Many issues can keep a church from growing and hinder a pastor’s effectiveness. They include circumstances beyond his control (demographics or a location that hinders growth), an uncooperative board (they say No to his vision), or even family issues (a chronically ill child who requires an inordinate amount of energy). These experiences can bring painful brokenness to a pastor’s heart. And, we seldom see any immediate benefit from our brokenness. But could God use it in our lives? I believe so.
Brokenness has touched my life in the two places where it hurts the most: my family (a child chronically ill for 25 years and a child who rebelled for many years) and my ministry (many dreams not fulfilled).
Yet, I’ve taken comfort when Jesus explained that brokenness must precede fruit bearing.

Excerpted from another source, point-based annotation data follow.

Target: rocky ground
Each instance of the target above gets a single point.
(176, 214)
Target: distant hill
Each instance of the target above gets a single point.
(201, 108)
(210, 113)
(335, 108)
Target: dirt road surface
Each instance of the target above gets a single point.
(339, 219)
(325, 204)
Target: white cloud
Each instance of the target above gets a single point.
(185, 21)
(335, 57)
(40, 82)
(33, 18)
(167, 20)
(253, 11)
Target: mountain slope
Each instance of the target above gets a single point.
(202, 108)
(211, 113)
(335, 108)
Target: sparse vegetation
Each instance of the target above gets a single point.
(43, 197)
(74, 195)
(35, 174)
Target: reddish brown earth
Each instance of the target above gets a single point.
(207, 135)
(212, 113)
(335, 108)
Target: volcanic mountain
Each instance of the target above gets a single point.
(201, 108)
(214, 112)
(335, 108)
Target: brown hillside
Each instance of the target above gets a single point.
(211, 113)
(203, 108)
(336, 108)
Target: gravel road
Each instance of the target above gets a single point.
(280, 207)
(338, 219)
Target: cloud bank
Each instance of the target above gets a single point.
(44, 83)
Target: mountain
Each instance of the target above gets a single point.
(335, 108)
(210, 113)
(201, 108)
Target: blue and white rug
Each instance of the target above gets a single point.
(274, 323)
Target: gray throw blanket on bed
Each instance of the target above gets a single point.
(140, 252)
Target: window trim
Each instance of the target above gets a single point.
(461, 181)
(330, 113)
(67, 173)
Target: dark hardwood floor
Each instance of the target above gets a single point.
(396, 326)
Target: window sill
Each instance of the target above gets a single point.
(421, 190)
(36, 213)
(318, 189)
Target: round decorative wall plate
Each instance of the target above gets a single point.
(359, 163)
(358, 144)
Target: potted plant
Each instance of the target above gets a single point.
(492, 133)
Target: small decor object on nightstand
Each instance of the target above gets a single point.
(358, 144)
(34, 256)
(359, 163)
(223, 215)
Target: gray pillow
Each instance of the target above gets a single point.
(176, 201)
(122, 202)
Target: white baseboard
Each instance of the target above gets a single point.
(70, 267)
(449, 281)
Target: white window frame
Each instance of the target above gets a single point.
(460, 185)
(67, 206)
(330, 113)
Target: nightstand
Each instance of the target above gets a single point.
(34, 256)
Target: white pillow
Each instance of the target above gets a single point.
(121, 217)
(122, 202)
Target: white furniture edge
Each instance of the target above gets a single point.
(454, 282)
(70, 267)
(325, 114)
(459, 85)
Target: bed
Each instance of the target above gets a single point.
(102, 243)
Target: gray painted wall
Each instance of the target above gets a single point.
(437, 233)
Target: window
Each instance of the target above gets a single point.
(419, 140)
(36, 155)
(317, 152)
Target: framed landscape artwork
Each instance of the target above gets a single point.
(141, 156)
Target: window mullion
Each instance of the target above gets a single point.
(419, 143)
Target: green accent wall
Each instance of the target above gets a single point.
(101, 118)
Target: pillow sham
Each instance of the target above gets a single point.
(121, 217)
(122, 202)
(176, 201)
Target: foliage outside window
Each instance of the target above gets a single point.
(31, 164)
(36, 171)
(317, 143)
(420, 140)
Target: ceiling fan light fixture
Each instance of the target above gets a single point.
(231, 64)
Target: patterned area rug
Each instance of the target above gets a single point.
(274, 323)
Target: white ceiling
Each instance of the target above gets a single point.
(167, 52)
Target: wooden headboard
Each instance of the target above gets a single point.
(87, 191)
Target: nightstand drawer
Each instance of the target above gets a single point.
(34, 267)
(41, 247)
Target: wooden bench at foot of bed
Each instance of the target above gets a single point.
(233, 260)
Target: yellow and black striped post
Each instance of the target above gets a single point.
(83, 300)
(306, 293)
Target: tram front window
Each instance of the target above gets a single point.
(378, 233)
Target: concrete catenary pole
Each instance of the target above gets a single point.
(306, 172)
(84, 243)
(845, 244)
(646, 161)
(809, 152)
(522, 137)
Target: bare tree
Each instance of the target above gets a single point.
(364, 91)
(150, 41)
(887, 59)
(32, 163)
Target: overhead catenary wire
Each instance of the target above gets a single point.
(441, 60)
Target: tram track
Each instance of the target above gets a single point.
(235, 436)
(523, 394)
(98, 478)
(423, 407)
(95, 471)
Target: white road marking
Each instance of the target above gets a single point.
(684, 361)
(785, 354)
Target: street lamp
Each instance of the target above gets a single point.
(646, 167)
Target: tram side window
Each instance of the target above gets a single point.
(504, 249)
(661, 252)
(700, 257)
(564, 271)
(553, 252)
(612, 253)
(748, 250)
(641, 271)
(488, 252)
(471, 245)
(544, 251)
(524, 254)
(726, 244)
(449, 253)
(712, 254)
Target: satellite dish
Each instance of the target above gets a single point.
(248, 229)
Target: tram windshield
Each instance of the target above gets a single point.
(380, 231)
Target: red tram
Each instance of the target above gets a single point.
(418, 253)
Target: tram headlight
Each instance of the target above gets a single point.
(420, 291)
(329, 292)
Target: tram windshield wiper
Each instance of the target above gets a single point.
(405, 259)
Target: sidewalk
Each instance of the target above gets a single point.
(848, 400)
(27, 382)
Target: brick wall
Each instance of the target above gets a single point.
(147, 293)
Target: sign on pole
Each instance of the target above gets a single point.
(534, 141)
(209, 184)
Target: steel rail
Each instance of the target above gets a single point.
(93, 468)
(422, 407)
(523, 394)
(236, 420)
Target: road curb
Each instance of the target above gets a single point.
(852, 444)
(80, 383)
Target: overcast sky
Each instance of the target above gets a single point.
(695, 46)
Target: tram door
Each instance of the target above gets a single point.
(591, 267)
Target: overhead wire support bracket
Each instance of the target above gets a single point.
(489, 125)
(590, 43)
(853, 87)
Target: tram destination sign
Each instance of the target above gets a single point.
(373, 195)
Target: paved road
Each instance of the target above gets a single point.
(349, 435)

Truly, truly, I say to you, unless a grain of wheat falls into the earth and dies, it remains by itself alone; but if it dies, it bears much fruit. (John 12.24)
And nineteenth-century Danish theologian Søren Kierkegaard captures the essence of Jesus’ words when he wrote these words.
“God creates everything out of nothing—and everything God is to use he first reduces to nothing.”
Also, Richard Foster, one of today’s most influential voices on spiritual formation, describes one of the greatest benefits from brokenness. He calls it the “crucifixion of the will” and says it brings “freedom from the everlasting burden of always having to get our own way.” Always having to get our own way is the antithesis of the other-centered life Jesus modeled for us.
As I enter the sixth decade of my life and reflect over the brokenness I’ve faced as a pastor, I’m beginning to see its great value. It still hurts and I’d prefer not to face it. Yet, I’m experiencing the fruit of brokenness: inner peace, joy, and a purpose that supersedes ‘ministry success.’
How has God used brokenness in your life and ministry?
 Søren Kierkegaard, The Journals of Kierkegaard, ed. Alexander Dru (New York: Harper & Brothers, 1959), 245.
 Richard Foster, Prayer (New York: HarperCollins, 1992), 55.